I have become an audiobook fanatic since acquiring an MP3 player several years ago. I listen when I’m gardening, walking, cooking (sometimes this is not a good thing), ironing—in other words whenever I’m doing something that doesn’t take a lot of concentration.
I have several favorites. Joan Didion’s The Year of Magical Thinking (CD and Playaway) is one I heard early in my career as a book listener, and it still comes back to haunt me. The reader’s voice was perfect for conveying Didion’s sense of loss and hopelessness as first her husband then her daughter die in the same year.
I listened to both of Hilary Mantel’s books about the life of Thomas Cromwell and his association with Henry VIII. Several people had told me that they found it difficult to track who was who when they attempted to read Wolf Hall (CD and eAudio), the first book in what is expected to be a trilogy. Listening to it there was no such difficulty. The right reader is critical to my enjoyment of an audiobook, and Simon Slater was the perfect choice for my ears. But then I also enjoyed hearing Simon Vance read Bring up the Bodies (CD and eAudio), Mantel’s sequel.
Lastly I thoroughly enjoyed all of the George R. R. Martin series, Song of Ice and Fire (CD and eAudio). I didn’t expect this to be true because I don’t normally read fantasy or science fiction, but I was hearing rave reviews from library patrons, and thought listening to the audio version would be easier than reading all 694 pages of A Game of Thrones. Many hours later—and I mean many hours since each of the books in the series so far run more than 30 hours—I came to the end of the fifth book, A Dance with Dragons, and all I could think of was when would he finish writing the next book so I could find out what happened!
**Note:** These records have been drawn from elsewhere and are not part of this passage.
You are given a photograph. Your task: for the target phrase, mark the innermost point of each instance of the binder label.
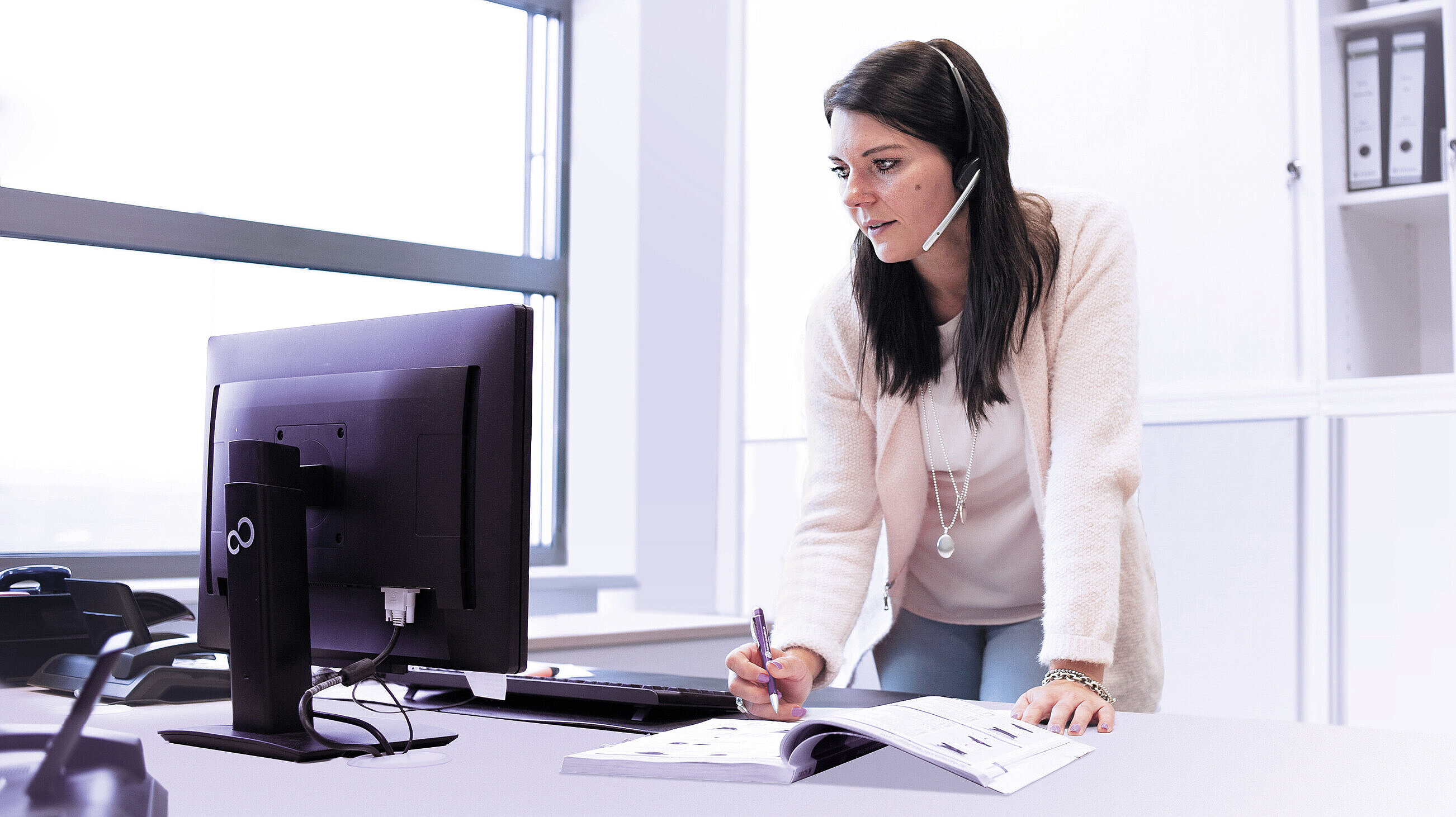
(1363, 112)
(1407, 107)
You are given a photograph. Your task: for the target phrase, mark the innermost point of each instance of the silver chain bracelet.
(1084, 679)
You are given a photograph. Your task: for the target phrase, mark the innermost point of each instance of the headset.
(968, 169)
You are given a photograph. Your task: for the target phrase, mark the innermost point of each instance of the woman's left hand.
(1066, 705)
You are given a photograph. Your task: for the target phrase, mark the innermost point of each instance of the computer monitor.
(413, 440)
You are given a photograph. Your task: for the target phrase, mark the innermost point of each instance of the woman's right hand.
(794, 673)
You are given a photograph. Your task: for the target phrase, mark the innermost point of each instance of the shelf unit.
(1375, 468)
(1388, 251)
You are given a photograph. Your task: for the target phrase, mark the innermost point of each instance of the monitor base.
(300, 748)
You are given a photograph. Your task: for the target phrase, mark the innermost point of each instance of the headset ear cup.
(966, 171)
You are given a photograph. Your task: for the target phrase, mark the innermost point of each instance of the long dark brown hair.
(1014, 245)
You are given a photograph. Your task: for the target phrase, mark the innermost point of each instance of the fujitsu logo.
(235, 538)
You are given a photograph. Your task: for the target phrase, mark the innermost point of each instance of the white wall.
(651, 220)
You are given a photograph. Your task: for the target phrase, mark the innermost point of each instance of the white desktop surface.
(1152, 765)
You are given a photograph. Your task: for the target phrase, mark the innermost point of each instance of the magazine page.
(727, 749)
(973, 742)
(718, 749)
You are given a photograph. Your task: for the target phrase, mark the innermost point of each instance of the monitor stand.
(268, 619)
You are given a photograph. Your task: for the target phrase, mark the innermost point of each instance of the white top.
(995, 574)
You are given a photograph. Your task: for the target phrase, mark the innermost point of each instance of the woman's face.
(895, 186)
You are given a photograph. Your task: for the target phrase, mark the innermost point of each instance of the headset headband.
(966, 102)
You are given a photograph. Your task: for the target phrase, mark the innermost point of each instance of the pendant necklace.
(946, 545)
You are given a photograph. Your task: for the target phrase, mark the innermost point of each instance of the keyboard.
(608, 686)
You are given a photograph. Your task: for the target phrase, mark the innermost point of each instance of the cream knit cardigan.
(867, 484)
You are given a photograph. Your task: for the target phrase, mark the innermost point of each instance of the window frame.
(40, 216)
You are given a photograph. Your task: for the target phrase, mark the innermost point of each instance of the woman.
(972, 405)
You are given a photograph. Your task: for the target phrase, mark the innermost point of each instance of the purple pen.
(760, 634)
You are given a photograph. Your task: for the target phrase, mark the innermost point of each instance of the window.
(179, 160)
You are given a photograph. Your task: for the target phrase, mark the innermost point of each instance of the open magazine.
(973, 742)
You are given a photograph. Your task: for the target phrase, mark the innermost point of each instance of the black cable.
(353, 674)
(306, 719)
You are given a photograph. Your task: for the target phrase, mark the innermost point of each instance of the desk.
(1151, 765)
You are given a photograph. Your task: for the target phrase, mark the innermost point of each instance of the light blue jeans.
(976, 662)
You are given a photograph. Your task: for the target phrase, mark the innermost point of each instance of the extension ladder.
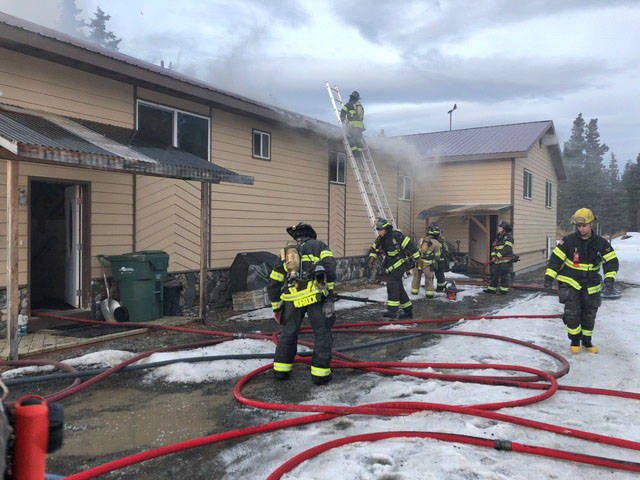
(365, 171)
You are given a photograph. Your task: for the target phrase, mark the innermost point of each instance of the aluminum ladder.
(364, 168)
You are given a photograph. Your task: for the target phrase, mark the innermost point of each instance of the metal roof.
(498, 139)
(42, 136)
(458, 210)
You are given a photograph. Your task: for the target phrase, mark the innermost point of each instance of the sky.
(499, 61)
(615, 332)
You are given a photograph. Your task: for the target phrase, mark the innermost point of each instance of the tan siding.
(336, 219)
(532, 221)
(111, 222)
(290, 188)
(41, 85)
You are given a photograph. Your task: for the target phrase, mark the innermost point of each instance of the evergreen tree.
(68, 21)
(98, 31)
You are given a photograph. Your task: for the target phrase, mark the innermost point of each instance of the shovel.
(111, 309)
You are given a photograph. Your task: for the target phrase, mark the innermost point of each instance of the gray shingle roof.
(514, 138)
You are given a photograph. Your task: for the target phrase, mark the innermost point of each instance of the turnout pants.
(500, 275)
(396, 294)
(288, 340)
(580, 309)
(428, 281)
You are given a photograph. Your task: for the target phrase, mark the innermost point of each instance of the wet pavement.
(122, 415)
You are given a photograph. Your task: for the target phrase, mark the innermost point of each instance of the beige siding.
(111, 212)
(532, 221)
(337, 218)
(168, 218)
(42, 85)
(291, 187)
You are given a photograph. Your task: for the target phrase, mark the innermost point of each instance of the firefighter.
(302, 284)
(442, 265)
(427, 263)
(400, 254)
(500, 264)
(353, 113)
(575, 263)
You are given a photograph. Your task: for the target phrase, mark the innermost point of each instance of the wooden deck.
(45, 341)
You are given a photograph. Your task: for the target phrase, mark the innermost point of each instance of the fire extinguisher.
(38, 427)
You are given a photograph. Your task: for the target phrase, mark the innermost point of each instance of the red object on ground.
(31, 427)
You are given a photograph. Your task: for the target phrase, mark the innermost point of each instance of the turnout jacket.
(396, 247)
(576, 262)
(502, 250)
(303, 290)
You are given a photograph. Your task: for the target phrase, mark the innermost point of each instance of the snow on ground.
(627, 248)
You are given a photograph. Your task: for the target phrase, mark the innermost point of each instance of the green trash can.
(140, 277)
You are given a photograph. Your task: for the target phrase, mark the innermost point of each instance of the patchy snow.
(627, 249)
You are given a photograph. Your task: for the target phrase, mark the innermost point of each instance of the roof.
(459, 210)
(497, 141)
(39, 136)
(33, 39)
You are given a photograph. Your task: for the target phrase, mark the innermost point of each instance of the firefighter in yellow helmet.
(575, 263)
(303, 284)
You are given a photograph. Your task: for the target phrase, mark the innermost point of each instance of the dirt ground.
(121, 415)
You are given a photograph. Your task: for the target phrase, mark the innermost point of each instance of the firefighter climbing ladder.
(364, 169)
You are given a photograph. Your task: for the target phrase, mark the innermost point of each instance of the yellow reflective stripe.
(594, 289)
(320, 372)
(282, 367)
(559, 253)
(277, 276)
(570, 281)
(551, 273)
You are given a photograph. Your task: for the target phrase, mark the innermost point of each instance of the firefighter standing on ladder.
(352, 115)
(400, 254)
(575, 264)
(303, 284)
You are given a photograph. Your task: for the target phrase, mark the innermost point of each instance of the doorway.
(57, 243)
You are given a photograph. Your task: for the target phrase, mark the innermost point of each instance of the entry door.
(73, 244)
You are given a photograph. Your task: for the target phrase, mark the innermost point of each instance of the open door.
(73, 244)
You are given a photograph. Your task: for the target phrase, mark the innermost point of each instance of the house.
(469, 180)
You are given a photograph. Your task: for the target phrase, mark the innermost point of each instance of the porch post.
(205, 214)
(13, 298)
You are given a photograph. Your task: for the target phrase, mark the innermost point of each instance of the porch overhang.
(27, 135)
(466, 209)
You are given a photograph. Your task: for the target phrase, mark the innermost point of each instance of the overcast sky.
(500, 61)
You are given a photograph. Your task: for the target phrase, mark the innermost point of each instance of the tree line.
(612, 195)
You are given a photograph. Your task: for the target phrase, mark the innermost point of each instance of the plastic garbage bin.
(140, 277)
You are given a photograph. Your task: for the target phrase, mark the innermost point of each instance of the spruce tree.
(98, 31)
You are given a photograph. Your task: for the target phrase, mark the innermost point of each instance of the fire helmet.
(583, 215)
(302, 230)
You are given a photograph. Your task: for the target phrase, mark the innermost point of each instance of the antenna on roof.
(450, 112)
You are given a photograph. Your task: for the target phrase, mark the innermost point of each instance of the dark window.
(261, 145)
(336, 167)
(155, 125)
(404, 188)
(193, 135)
(527, 188)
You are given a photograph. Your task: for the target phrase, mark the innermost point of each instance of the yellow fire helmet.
(583, 215)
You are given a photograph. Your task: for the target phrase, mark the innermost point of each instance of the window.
(404, 188)
(170, 127)
(261, 145)
(548, 193)
(527, 184)
(337, 161)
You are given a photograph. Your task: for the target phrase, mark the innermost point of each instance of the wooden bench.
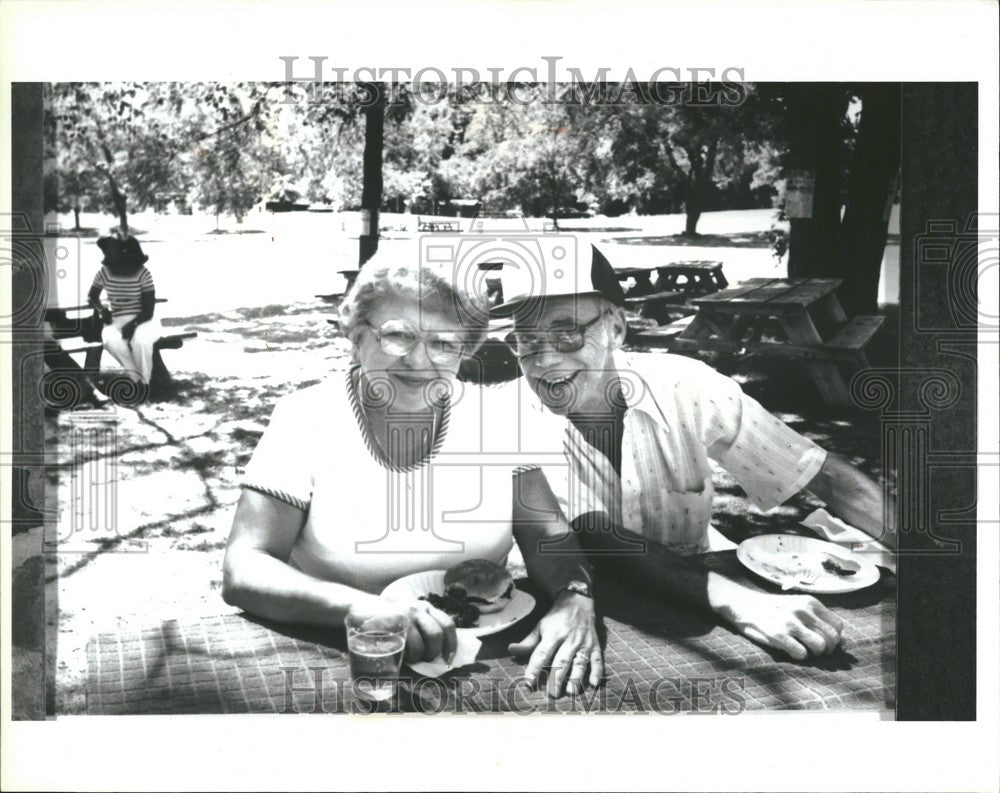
(452, 226)
(161, 384)
(694, 278)
(847, 346)
(661, 306)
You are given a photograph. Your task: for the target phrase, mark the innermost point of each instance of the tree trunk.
(874, 166)
(693, 213)
(120, 203)
(371, 190)
(815, 115)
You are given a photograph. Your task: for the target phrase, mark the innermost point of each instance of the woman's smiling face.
(407, 379)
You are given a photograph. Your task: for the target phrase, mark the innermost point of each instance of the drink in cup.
(376, 636)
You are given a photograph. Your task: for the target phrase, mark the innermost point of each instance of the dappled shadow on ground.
(180, 463)
(754, 239)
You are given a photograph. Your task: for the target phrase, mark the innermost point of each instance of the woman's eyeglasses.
(398, 337)
(529, 342)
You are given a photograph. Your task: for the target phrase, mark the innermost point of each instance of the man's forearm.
(552, 553)
(855, 498)
(628, 558)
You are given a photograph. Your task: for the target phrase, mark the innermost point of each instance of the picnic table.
(660, 658)
(67, 329)
(802, 318)
(452, 226)
(676, 283)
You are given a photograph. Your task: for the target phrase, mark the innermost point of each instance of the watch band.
(578, 587)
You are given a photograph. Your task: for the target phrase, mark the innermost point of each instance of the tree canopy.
(224, 147)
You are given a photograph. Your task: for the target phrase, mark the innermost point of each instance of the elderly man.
(639, 439)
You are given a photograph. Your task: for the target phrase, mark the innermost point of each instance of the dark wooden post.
(371, 190)
(815, 115)
(29, 289)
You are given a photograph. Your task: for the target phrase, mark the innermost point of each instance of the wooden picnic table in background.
(805, 319)
(240, 664)
(675, 285)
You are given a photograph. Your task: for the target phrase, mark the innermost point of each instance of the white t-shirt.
(682, 414)
(367, 525)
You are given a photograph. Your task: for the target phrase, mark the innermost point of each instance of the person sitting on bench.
(130, 329)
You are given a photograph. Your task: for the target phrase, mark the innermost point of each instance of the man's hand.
(566, 640)
(431, 635)
(797, 624)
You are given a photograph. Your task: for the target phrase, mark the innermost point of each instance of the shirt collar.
(636, 388)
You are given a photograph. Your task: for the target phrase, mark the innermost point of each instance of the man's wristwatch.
(578, 587)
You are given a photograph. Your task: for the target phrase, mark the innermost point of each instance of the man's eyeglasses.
(398, 337)
(529, 342)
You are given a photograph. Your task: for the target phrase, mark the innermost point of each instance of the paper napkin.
(468, 649)
(836, 531)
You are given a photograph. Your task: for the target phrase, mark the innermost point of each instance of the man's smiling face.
(571, 381)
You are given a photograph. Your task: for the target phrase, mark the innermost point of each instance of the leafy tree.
(130, 143)
(693, 153)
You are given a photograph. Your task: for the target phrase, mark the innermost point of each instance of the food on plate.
(463, 613)
(482, 583)
(797, 564)
(840, 566)
(473, 588)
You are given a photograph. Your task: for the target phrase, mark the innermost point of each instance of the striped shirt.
(124, 291)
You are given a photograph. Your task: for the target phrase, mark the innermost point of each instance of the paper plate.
(783, 558)
(432, 581)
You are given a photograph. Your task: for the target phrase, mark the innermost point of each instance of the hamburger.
(480, 583)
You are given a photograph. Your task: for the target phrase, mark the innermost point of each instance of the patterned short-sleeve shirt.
(682, 414)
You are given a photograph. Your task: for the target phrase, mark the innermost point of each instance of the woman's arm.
(565, 639)
(257, 578)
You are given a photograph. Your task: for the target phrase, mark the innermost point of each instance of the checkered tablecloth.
(661, 659)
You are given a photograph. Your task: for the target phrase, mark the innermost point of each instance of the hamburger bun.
(485, 585)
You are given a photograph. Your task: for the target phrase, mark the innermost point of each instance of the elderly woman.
(338, 500)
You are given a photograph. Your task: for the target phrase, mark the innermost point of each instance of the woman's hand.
(128, 329)
(797, 624)
(565, 640)
(431, 634)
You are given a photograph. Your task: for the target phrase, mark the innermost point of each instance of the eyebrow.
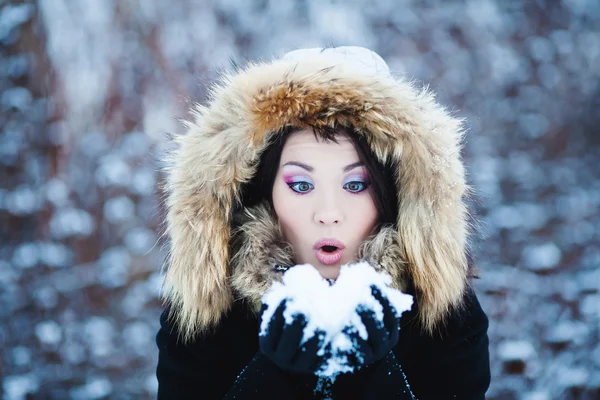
(311, 169)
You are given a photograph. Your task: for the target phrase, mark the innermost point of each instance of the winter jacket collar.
(209, 264)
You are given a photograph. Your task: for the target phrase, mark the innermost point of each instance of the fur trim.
(222, 147)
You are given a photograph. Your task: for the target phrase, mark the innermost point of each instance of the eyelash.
(294, 187)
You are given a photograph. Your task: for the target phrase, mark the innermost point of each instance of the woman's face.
(323, 201)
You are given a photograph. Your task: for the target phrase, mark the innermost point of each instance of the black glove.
(382, 335)
(281, 343)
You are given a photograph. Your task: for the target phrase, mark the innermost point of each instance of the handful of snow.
(332, 309)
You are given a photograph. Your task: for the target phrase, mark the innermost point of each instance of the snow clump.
(332, 308)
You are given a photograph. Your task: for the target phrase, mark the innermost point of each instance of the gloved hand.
(382, 334)
(282, 343)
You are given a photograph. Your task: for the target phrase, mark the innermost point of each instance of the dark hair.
(382, 177)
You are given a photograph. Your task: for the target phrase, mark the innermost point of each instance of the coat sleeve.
(452, 365)
(206, 367)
My all-time favorite audio book has to be Misty of Chincoteague read by Edward Hermann (Playaway). His voice is so great and friendly, making me feel like a grandpa is reading it. I also like that it is a playaway so I can walk around with it. My commute is only 1.5 miles, so a book on disc would take me ages!
I blogged a little while back about some excellent non-fiction audiobooks that I really enjoyed; you can find that post here. More recent favorites include:
The Road by Cormac McCarthy (CD). Imagine the Walking Dead, sans walkers. The world as we know it has been obliterated by an unspecified disaster. Father and son find themselves on a furtive journey to the sea. What they hope to find there is unclear, but it has to be better than where they’ve come from. Doesn’t it? Haunting, anxiety-ridden, but strangely beautiful at times.
Love in the Time of Cholera by Gabriel García Márquez (CD). Young love is rough and often prone to failure. What happens if it never truly dies? Love in the Time of Cholera is a fairly humorous and slightly dark look at one man’s 1/2-a-century struggle to overcome his first heartbreak. It may leave you asking: does love ever truly die?